L’inchiesta sulla sicurezza del locale – All’attenzione della Procura, dal dicembre scorso, ci sono anche le presunte carenze strutturali che, secondo i magistrati, potrebbero aver avuto un ruolo nella morte delle sei persone all’interno della discoteca. Secondo una perizia consegnata agli inquirenti nel maggio scorso, l’edificio non sarebbe stato “idoneo alla destinazione a locale di pubblico spettacolo ed è tale da non garantire, in caso di emergenza, le necessarie condizioni di sicurezza”. E gli stessi inquirenti hanno detto, oggi, che “l’assenza di presidi di sicurezza e le carenze del locale concorsero all’evento“, dicendosi dunque convinti di una corresponsabilità. “La capienza massima era stata ampiamente superata”, hanno ribadito i magistrati.

Diverse le irregolarità accertate: lo scivolo e la scala a ventaglio sono “privi di dispositivi di sicurezza” e il punto di raccolta è “inadeguato, privo di illuminazione e di idonee segnalazioni dell’uscita esterna”. E infatti, fra gli indagati per omicidio colposo plurimo e disastro colposo ci sono anche otto persone, ovvero componenti della commissione intercomunale di controllo che rilasciò i permessi, tra cui il primo cittadino di Corinaldo, Matteo Principi.
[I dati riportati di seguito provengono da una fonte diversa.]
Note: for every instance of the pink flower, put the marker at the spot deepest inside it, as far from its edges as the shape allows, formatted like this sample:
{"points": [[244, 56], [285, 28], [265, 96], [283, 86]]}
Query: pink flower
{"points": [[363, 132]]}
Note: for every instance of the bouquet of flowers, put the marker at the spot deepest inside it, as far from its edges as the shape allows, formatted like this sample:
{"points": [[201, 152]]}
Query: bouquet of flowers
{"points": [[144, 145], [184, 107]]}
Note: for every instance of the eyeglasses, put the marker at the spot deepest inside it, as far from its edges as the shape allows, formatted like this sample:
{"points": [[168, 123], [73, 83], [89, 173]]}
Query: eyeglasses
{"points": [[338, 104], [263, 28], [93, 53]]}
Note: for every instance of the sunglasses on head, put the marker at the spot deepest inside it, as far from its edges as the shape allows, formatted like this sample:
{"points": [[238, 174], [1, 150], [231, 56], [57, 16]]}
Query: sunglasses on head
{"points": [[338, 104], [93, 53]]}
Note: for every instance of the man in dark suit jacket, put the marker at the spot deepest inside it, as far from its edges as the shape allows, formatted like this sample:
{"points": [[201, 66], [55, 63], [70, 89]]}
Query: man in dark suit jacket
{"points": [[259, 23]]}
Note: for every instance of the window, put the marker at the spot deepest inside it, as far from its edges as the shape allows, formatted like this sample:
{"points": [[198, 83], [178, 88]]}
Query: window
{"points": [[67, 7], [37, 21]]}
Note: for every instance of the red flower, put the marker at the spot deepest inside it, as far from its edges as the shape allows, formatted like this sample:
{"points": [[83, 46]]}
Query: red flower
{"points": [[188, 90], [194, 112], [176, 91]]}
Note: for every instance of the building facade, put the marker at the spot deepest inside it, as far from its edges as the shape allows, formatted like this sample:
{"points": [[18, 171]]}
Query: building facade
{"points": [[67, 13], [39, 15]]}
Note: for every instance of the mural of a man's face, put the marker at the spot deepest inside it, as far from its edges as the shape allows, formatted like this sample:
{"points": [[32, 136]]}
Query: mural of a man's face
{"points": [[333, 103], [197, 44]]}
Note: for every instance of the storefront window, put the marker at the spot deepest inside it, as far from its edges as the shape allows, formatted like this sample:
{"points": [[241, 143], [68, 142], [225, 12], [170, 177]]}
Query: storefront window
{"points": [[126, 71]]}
Per l’ipotesi di omicidio colposo plurimo erano già state chiamata in causa 9 persone tra gestori, proprietari e un addetto alla sicurezza.

La reazione delle famiglie – “Ho sentito la famiglia di Benedetta per comunicare la notizia: provano un minimo di sollievo perché la macchina della giustizia sta andando nella direzione giusta per fare in modo che si arrivi a una giustizia concreta“, ha detto l’avvocato Irene Ciani, legale della famiglia di Benedetta Vitali, una delle giovanissime vittime della tragedia. “Finalmente si inizia a vedere qualcosa di concreto”, ha sottolineato l’avvocato ricordando la sofferenza della famiglia anche per il fatto che, a distanza di mesi, non c’erano state finora misure cautelari. “Come cittadino provo soddisfazione e conforto nel sapere che si faccia giustizia ma da padre questo non cambia nulla rispetto alla perdita di mia figlia”, ha riferito Fazio Fabini, papà di Emma, un’altra delle ragazzine che ha perso la vita quella sera.

Fra l’altro, la strage di Corinaldo, avvenuta nel dicembre scorso, non è l’unico episodio in cui bande di giovani hanno utilizzato spray al peperoncino provocando caos e tragedie. Il 3 giugno 2017 a Torino, in piazza San Carlo, durante la proiezione sul maxi schermo della finale di Champions tra la Juventus e il Real Madrid, i componenti di un altro gruppo di giovanissimi – anche in questo caso definito ‘banda dello spray‘ – sparsero del liquido tra la folla provocando caos e un fuggifuggi disperato di migliaia di persone. Nella calca, rimasero ferite oltre 1.500 persone e due morirono in seguito.